The boy shrugged. "It wouldn't be about the hallways," the boy said. "It would be justice for his past crimes, and I'd only do it if Jugson made the first move. The point isn't to make people scared of me as a wild card, after all. It's to teach them that neutrals are perfectly safe from me, and poking me with a stick is incredibly dangerous." The boy smiled in a way that didn't reach his eyes. "Maybe I'll buy an ad in the Daily Prophet, saying that anyone who wants to carry on this dispute with me will learn the true meaning of Chaos, but anyone who leaves me alone will be fine."
"No," the old wizard said. His voice was deeper now, showing something of his true age and power. "No, Harry, that must not be. You have not yet learned the meaning of fighting, what truly happens when foes meet in battle. And so you dream, as young boys do, of teaching your foes to fear you. It frightens me that you, at far too young an age, might already have enough power to make some part of your dreams into reality. There is no turning of that road which does not lead into darkness, Harry, none. That is the way of a Dark Lord, for certain."

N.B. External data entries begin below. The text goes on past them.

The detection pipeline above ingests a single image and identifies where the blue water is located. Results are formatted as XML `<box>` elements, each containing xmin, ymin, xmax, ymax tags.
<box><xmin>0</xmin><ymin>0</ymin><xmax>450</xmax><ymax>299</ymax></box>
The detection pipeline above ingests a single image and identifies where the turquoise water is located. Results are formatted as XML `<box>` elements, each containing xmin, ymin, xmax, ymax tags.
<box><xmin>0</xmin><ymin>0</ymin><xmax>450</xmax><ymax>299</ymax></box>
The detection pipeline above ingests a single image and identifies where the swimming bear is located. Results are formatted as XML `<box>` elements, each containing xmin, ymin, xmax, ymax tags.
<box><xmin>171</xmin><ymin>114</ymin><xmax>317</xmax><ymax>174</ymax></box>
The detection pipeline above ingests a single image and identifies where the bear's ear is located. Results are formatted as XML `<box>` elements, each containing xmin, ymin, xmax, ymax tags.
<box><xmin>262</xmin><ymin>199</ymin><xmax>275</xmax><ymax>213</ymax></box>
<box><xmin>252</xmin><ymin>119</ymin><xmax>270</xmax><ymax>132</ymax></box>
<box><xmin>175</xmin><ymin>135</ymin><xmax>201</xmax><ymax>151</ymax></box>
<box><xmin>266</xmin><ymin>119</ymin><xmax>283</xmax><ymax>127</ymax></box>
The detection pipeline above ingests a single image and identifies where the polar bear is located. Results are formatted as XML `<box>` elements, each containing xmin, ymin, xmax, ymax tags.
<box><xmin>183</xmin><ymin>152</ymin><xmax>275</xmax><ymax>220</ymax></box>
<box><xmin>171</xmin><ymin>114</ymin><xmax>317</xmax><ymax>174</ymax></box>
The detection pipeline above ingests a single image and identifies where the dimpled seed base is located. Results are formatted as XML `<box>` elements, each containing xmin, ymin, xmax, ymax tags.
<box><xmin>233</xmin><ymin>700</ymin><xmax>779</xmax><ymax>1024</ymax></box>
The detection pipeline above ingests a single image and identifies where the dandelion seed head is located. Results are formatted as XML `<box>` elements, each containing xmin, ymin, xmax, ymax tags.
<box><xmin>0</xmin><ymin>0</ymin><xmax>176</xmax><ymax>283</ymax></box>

The boy hesitated, then, and his eyes flickered to the empty golden platform where Fawkes sometimes rested his wings. It was a gesture that few would have caught, but the old wizard knew it very well.
"All right, forget the part about teaching them to fear me," the boy said then. His voice was no less hard, but some of the cold had gone from it. "I still don't think you should let children get hurt out of fear of what someone like Lord Jugson might do. Protecting them is the whole point of your job. If Lord Jugson really does try to get in your way, then do whatever it takes to stop him. Give me full access to my vaults, and I'll take personal responsibility for dealing with any fallout from banning bullies in Hogwarts, whether it's Lord Jugson or anyone else."
Slowly the old wizard shook his head. "You seem to think, Harry, that I need merely use my full power, and all foes will be swept aside. You are wrong. Lucius Malfoy controls Minister Fudge, through the Daily Prophet he sways all Britain, only by bare margins does he not control enough of the Board of Governors to oust me from Hogwarts. Amelia Bones and Bartemius Crouch are allies, but even they would step aside if they saw us acting wantonly. The world that surrounds you is more fragile than you seem to believe, and we must walk with greater care. The old Wizarding War never ended, Harry, it only continued in a different form; the black king slept, and Lucius Malfoy moved his chesspieces for a time. Do you think Lucius Malfoy would lightly permit you to take a pawn of his color?"
The boy smiled, now with a touch of coldness again. "Okay, I'll figure out some way to set it up so that it looks like Lord Jugson betrayed his own side."
"Harry -"
"Obstacles mean you get creative, Headmaster. It doesn't mean you abandon the children you're supposed to protect. Let the Light win, and if trouble comes of it -" The boy shrugged. "Let Light win again."
"So might phoenixes speak, if they had words," the old wizard said. "But you do not understand the phoenix's price."
The last two words were spoken in a peculiarly clear voice that seemed to echo around the office, and then a huge rumbling noise seemed to come from all around them.
Between the ancient shield on the wall and the Sorting Hat's hatrack, the stone of the walls began to flow and move, pouring itself into two framing columns and revealing a gap between them, an opening that showed a set of stone stairs leading upward into darkness.
The old wizard turned and strode toward those stairs, and then looked back at where Harry Potter stood. "Come!" said the old wizard. There was no twinkle now in those blue eyes. "Since you have already gone so far as to force your way here uninvited, you may as well go further."